Pharmacology: Pharmacodynamics: Mechanism of Action: Risedronate sodium is a pyridinyl bisphosphonate that binds to bone hydroxyapatite and inhibits osteoclast-mediated bone resorption. The bone turnover is reduced while the osteoblast activity and bone mineralisation is preserved.
Pharmacokinetics: Absorption: Absorption is relatively rapid [time to maximum concentration (Tmax)] of approximately 1 hr for immediate release and is independent of dose. Mean oral bioavailability is 0.63%. Dosing for the immediate-release tablet either 30 min prior to breakfast or 2 hrs after dinner reduces the extent of absorption to 55%. Absorption is reduced by food, especially by product containing calcium or other polyvalent cations. The pharmacokinetic of risedronate are dose-proportional after a single oral dose.
Distribution: In animal studies, approximately 60% of the dose is distributed to bone, with the mean steady-state volume of distribution is 13.8 L/kg. Plasma protein-binding is about 24%.
Metabolism: Risedronate is not metabolized. There is no evidence that supports system metabolism of residronate.

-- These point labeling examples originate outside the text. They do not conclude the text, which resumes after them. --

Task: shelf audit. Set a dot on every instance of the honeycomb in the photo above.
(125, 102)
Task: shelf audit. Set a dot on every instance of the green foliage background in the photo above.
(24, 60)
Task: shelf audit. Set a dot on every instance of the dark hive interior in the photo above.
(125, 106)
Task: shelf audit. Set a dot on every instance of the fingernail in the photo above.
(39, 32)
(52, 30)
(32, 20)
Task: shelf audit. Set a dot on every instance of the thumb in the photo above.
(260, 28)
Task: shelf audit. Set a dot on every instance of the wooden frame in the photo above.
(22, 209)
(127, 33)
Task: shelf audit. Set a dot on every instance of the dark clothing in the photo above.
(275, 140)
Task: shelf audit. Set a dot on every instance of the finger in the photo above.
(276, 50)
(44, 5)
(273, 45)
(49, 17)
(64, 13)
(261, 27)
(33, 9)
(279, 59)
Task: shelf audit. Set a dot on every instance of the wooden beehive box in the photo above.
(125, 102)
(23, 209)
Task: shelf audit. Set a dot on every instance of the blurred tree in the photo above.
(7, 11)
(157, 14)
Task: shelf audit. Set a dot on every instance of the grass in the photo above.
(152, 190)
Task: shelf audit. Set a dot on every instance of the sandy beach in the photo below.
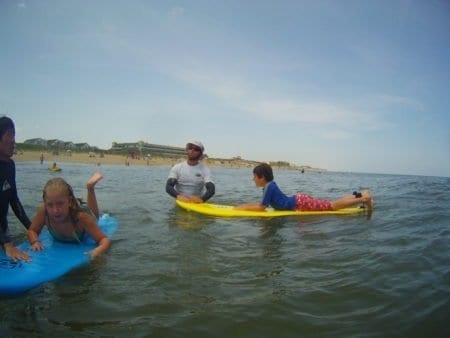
(83, 157)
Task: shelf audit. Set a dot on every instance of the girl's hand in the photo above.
(37, 246)
(15, 254)
(93, 253)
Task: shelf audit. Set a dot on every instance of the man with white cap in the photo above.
(190, 180)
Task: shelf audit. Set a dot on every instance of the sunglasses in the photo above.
(194, 148)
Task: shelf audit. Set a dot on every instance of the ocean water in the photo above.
(171, 273)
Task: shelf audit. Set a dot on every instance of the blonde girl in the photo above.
(67, 219)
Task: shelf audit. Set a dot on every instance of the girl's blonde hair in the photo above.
(61, 185)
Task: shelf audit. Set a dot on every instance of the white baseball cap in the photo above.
(196, 143)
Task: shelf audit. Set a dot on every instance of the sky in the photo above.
(351, 85)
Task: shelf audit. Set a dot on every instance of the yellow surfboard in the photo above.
(221, 210)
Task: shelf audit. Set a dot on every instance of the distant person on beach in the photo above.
(274, 197)
(67, 218)
(190, 180)
(8, 192)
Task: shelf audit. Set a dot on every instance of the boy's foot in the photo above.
(368, 199)
(94, 179)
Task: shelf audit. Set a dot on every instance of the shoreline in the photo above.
(84, 158)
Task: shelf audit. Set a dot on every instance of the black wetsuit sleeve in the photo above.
(170, 187)
(4, 233)
(19, 211)
(17, 207)
(210, 191)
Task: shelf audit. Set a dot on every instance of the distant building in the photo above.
(147, 149)
(37, 142)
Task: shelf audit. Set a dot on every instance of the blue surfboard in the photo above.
(49, 264)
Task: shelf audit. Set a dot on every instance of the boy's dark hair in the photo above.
(264, 170)
(5, 124)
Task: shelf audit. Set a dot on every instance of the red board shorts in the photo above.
(308, 203)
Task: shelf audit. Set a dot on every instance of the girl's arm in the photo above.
(90, 226)
(250, 206)
(35, 228)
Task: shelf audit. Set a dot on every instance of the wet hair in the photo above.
(264, 170)
(61, 185)
(5, 124)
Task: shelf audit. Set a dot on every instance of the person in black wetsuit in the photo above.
(8, 189)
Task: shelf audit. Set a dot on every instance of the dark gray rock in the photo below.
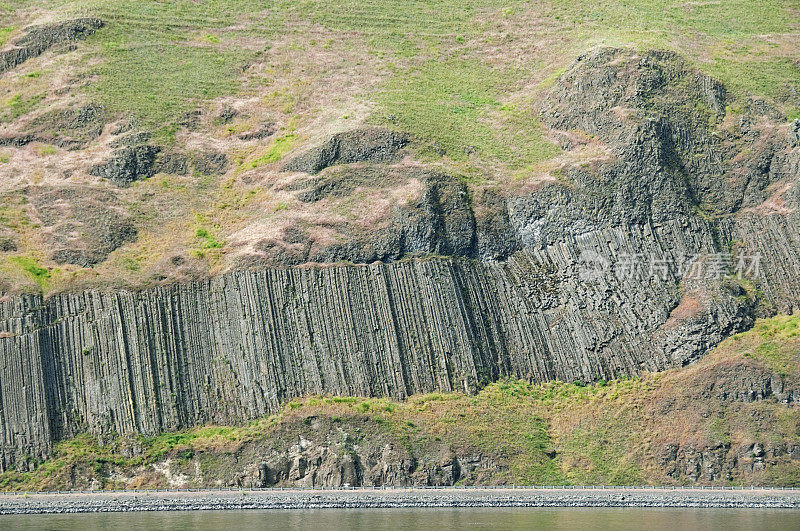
(39, 39)
(128, 164)
(359, 145)
(82, 226)
(70, 128)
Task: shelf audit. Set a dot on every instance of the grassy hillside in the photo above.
(616, 432)
(464, 78)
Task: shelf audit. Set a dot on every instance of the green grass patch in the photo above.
(31, 266)
(18, 105)
(5, 33)
(279, 147)
(456, 108)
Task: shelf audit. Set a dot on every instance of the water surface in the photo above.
(420, 519)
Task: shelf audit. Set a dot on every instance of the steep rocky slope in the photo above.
(728, 420)
(643, 258)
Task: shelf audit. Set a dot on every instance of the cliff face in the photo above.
(591, 278)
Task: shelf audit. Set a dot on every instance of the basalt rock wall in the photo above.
(539, 286)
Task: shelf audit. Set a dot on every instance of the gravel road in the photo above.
(397, 497)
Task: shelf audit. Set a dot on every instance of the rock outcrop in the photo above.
(360, 145)
(39, 39)
(642, 262)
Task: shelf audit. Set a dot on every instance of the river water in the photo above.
(420, 519)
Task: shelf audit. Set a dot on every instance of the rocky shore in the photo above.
(391, 498)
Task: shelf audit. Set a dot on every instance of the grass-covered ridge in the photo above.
(554, 433)
(460, 60)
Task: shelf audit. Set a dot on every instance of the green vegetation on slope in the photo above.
(552, 433)
(452, 62)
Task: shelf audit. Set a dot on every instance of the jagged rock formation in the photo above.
(70, 128)
(360, 145)
(539, 286)
(81, 226)
(39, 39)
(128, 164)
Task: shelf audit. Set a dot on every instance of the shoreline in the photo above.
(397, 497)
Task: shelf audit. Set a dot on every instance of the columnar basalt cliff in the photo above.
(535, 286)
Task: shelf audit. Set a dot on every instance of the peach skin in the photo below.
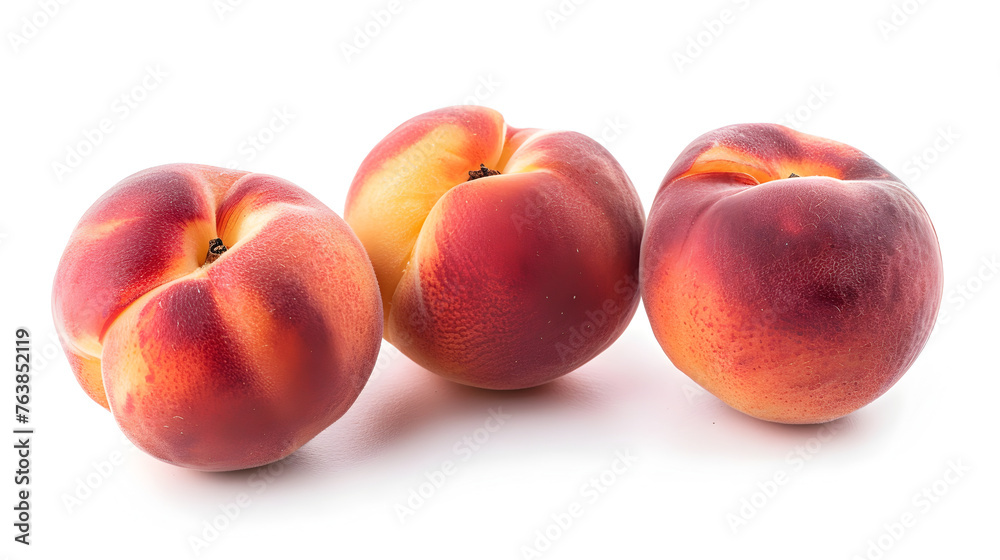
(789, 275)
(223, 317)
(505, 257)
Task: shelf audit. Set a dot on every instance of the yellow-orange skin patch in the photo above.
(229, 365)
(506, 281)
(792, 299)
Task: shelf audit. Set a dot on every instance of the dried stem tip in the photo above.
(483, 171)
(215, 249)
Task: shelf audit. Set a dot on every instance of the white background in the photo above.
(608, 69)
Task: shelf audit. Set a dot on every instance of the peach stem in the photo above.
(483, 171)
(215, 249)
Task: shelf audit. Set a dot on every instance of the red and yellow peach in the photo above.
(221, 359)
(505, 257)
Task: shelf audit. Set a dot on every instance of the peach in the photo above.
(789, 275)
(505, 257)
(223, 317)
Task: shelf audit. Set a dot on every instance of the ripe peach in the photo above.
(791, 276)
(214, 358)
(506, 257)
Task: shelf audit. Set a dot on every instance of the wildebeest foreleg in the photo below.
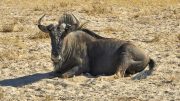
(123, 64)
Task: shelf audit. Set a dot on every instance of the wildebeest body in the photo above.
(99, 56)
(78, 50)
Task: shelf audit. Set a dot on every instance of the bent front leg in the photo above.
(73, 72)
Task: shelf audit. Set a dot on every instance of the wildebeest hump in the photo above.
(102, 56)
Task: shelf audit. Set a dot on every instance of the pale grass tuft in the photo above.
(7, 28)
(178, 36)
(109, 30)
(98, 7)
(1, 96)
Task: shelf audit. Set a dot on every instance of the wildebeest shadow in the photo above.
(142, 75)
(25, 80)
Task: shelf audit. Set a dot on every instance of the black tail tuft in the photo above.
(152, 64)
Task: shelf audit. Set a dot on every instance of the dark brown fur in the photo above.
(100, 56)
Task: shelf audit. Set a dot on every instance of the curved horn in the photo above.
(76, 21)
(42, 27)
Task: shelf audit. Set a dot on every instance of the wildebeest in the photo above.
(76, 50)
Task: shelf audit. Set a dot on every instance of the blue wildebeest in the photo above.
(76, 50)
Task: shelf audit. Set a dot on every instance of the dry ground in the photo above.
(25, 65)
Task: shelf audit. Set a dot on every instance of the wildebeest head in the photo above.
(67, 23)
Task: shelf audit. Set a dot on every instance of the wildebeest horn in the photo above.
(76, 21)
(42, 27)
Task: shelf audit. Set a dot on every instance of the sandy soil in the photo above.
(25, 65)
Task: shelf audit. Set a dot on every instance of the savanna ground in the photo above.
(25, 65)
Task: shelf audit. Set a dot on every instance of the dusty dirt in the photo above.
(25, 65)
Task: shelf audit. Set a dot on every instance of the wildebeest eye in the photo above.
(50, 27)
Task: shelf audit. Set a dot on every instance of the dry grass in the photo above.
(98, 7)
(178, 36)
(109, 30)
(13, 49)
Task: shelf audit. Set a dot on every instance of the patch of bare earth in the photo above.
(25, 65)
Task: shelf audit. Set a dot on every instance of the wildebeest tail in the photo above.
(152, 64)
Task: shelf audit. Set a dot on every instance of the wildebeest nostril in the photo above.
(55, 58)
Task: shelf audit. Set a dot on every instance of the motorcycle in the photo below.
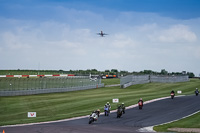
(123, 110)
(119, 112)
(106, 111)
(172, 95)
(92, 118)
(140, 104)
(197, 92)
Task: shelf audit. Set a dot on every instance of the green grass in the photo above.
(111, 81)
(13, 110)
(190, 122)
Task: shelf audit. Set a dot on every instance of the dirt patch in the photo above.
(185, 130)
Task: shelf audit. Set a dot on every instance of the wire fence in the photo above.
(28, 86)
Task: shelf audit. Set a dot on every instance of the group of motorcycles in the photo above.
(121, 108)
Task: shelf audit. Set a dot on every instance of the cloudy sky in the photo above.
(62, 34)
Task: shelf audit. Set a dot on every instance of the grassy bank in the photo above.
(57, 106)
(190, 122)
(111, 81)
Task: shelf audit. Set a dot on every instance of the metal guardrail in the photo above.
(29, 86)
(141, 79)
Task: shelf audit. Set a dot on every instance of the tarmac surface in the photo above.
(154, 113)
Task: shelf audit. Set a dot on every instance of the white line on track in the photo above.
(75, 118)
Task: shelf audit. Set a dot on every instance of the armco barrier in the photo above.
(29, 86)
(42, 91)
(141, 79)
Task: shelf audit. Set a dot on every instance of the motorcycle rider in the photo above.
(123, 108)
(140, 101)
(108, 105)
(196, 91)
(172, 92)
(95, 114)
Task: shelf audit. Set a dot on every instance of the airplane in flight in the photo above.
(102, 34)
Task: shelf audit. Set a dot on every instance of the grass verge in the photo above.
(13, 110)
(189, 122)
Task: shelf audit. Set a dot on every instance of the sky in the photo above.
(62, 34)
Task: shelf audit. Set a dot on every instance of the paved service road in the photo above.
(152, 114)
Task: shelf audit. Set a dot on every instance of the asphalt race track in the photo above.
(152, 114)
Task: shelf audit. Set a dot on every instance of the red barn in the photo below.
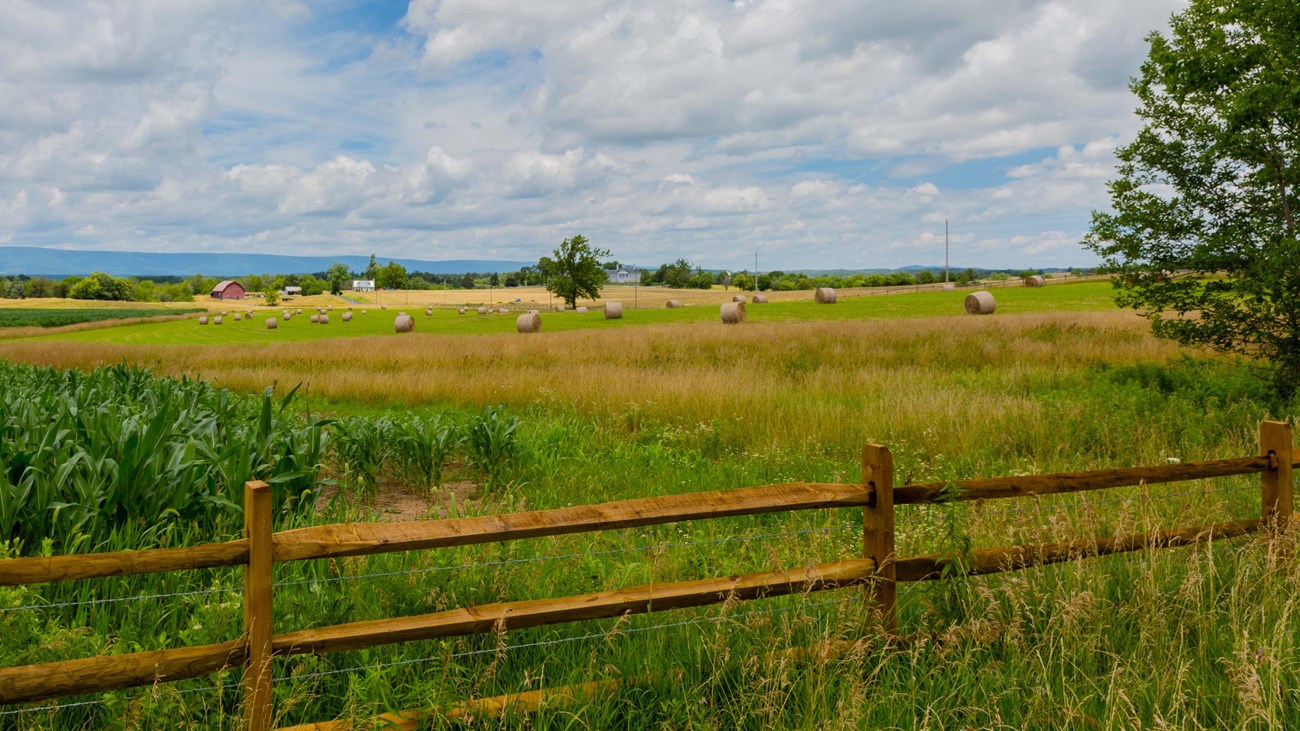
(228, 289)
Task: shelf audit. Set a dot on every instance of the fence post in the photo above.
(1277, 489)
(878, 539)
(258, 671)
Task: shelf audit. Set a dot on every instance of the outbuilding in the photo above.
(228, 289)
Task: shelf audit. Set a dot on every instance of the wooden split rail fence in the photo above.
(876, 569)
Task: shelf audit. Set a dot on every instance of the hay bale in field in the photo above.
(528, 323)
(980, 303)
(733, 312)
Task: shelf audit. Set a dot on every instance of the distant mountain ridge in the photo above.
(34, 260)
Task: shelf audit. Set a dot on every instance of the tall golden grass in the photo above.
(969, 383)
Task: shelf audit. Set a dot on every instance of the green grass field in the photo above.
(1057, 380)
(1013, 301)
(48, 318)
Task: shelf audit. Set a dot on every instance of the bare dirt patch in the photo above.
(398, 502)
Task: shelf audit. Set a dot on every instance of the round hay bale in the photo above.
(733, 312)
(980, 303)
(528, 323)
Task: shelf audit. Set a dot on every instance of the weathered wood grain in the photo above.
(878, 535)
(1078, 481)
(258, 618)
(471, 710)
(115, 671)
(14, 571)
(362, 539)
(995, 561)
(534, 613)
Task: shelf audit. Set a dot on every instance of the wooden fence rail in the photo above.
(878, 569)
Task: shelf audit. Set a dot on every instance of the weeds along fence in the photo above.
(878, 570)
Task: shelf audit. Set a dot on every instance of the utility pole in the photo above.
(945, 251)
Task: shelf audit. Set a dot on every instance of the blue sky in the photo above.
(832, 134)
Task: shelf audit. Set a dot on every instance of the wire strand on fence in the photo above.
(563, 640)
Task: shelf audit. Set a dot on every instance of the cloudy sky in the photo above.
(818, 134)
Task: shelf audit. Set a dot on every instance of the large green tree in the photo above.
(1201, 234)
(573, 271)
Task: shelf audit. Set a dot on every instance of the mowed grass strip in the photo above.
(47, 318)
(1060, 298)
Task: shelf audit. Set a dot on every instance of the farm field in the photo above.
(1057, 380)
(373, 321)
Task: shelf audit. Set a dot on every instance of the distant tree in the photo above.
(575, 271)
(390, 276)
(1204, 225)
(338, 276)
(100, 286)
(701, 280)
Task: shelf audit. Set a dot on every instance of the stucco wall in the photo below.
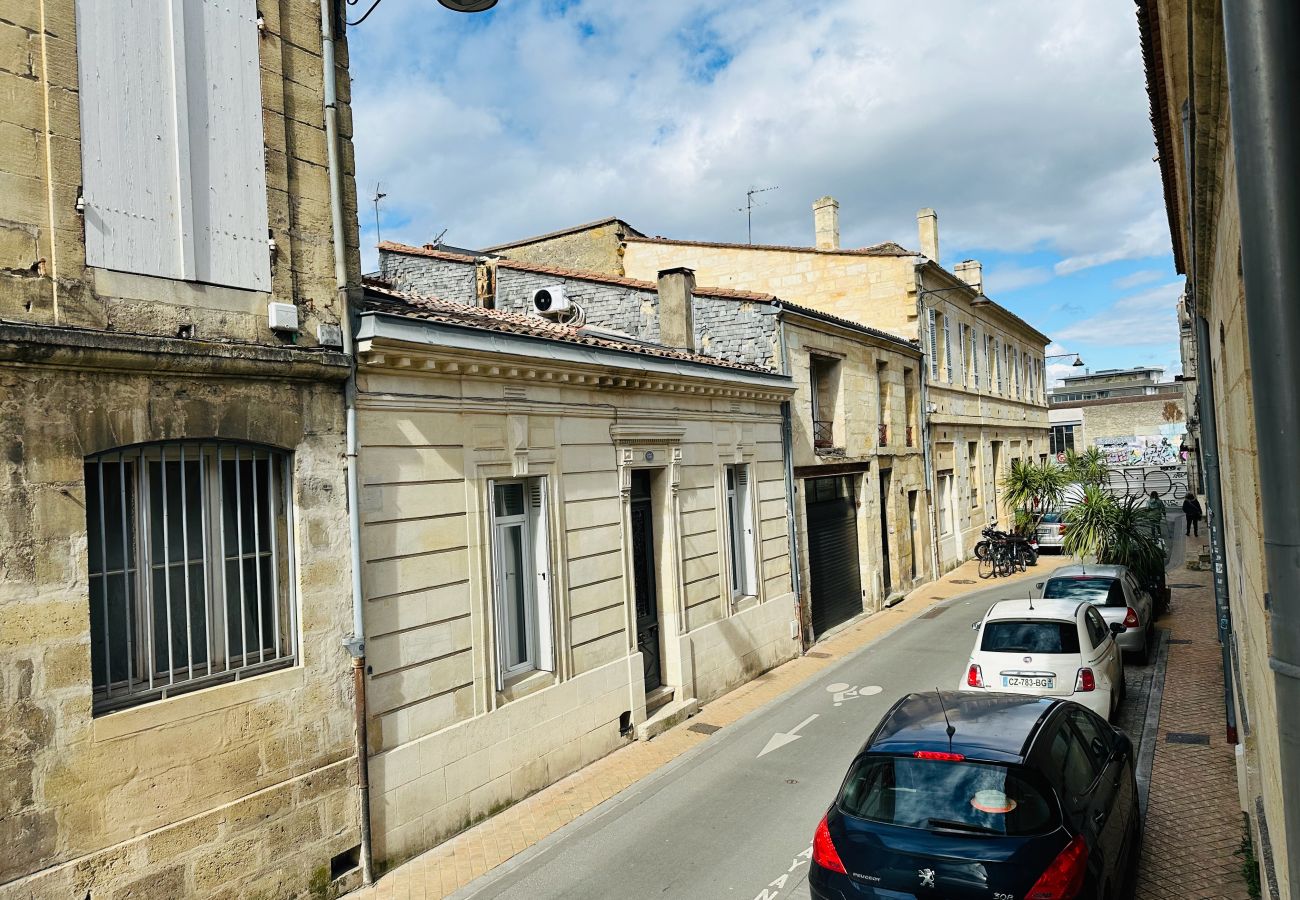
(447, 745)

Excretion: Approximately 50% of the absorbed dose is excreted in urine within 24 hrs. Mean renal clearance is 105 mL/min and mean total clearance is 122 mL/min with the difference primarily reflecting nonrenal clearance or clearance caused by adsorption to bone. The renal clearance is not concentration dependent, and there is a linear relationship between renal clearance and creatinine clearance. Unabsorbed drug is eliminated unchanged in feces. The terminal expotential half-life (t½) was 561 hrs.